Study of the conformational dependence of 13c chemical shifts of cycloalkanes using regression analysis method

Abstract EN

The effect of spatial arrangement on carbon-13 (13C) chemical shifts of cycloalkanes has been investigated.

The parameters used for calculating the 13C chemical shifts are based on two principles.

The p-character which is represented by the number of primary, secondary and tertiary carbons at α-position, and the steric effect of the alkyl groups and hydrogen in different location which induce proton interactions between the considered carbon and the other carbons of the molecule at α, β, γ, .

., etc.

positions.

General and individual sets of coefficients for cyclohexanes, cis- and trans-decalin, and for structural isomers of perhydrophenanthrene (PHP) and perhydroanthracene (PHA) have been derived.

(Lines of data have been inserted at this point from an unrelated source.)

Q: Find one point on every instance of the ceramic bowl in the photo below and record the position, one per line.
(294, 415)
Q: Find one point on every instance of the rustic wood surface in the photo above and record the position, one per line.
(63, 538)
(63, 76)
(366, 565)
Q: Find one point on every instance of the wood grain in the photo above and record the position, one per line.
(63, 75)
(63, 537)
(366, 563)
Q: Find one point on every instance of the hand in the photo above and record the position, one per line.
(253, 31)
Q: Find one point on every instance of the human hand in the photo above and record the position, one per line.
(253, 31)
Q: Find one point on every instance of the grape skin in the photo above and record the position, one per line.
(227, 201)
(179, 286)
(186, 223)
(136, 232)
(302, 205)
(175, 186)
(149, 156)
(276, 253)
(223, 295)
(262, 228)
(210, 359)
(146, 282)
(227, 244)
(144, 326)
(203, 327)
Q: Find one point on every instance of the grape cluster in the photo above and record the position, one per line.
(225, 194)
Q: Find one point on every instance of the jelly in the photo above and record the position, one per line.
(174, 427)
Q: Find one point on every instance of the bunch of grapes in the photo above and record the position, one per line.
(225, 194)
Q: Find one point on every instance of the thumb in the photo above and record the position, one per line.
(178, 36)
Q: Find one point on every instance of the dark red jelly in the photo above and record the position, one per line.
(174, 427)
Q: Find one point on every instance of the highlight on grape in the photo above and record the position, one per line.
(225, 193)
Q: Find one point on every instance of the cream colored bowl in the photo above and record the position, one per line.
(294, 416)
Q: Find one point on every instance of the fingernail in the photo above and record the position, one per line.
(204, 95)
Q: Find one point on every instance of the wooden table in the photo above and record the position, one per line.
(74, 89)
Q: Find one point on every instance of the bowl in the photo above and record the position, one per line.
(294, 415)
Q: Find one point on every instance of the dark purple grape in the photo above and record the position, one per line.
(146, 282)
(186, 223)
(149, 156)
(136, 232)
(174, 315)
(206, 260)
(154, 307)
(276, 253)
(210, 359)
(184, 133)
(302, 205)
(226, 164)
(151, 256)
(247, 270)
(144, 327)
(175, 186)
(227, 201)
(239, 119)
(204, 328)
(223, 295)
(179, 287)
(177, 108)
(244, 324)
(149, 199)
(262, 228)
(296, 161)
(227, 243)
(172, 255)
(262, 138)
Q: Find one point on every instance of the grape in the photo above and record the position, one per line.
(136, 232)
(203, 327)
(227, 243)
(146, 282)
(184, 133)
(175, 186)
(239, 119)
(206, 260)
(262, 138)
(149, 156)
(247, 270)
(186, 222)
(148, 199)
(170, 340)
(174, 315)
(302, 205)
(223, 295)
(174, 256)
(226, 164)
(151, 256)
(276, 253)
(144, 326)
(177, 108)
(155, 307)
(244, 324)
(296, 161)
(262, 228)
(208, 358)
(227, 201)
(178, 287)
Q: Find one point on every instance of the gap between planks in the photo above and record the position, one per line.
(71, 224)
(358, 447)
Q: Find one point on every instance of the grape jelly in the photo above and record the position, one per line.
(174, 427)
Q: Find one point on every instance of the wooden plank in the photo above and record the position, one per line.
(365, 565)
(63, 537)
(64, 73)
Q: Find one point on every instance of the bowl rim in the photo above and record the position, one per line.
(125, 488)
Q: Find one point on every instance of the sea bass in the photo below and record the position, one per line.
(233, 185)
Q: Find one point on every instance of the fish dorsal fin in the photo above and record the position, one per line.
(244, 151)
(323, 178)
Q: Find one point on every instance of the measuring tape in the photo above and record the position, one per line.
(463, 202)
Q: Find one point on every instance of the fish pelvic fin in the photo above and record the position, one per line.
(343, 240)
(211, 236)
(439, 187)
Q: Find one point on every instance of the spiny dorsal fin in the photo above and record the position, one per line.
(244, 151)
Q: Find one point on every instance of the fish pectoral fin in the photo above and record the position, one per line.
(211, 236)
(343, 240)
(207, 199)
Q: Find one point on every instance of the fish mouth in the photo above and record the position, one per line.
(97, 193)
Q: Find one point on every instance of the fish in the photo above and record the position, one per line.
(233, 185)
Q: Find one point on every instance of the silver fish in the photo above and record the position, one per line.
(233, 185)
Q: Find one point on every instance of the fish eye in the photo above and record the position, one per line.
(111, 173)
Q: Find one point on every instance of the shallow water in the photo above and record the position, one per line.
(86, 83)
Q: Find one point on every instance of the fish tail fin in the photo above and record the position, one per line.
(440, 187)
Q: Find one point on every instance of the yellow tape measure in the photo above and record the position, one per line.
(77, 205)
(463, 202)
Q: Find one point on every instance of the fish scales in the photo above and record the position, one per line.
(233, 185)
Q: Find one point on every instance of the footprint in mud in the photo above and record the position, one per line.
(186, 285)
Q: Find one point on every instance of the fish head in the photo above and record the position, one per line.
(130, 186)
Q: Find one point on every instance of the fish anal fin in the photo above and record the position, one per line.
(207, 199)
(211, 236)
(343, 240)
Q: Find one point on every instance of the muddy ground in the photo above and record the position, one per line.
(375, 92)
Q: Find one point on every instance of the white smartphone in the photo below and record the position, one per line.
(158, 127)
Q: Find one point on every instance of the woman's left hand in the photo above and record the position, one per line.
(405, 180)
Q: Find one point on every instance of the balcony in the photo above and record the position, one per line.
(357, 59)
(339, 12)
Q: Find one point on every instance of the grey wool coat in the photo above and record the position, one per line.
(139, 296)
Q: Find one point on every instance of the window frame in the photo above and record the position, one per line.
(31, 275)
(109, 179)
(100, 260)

The values of the coefficients of the parameters are obtained by employing linear regression analysis method.

The predicted chemical shifts by using the general sets of coefficients gave higher deviation from the empirical values.

The parameters are proved to be sensitive to change in spatial arrangement since 13C chemical shifts of multiple rings compounds can be calculated from the regression analysis results of monocyclic compounds and vice versa, and deviations are noticed only in positions that discriminate the conformation of a specific compound and / or involved in large steric interactions.

Carbon-13 chemical shifts have been calculated for a number of hypothetical compounds, which may exist (or compounds of like structure) in coal, oil and natural products.

The spectrum of these compounds has been plotted theoretically.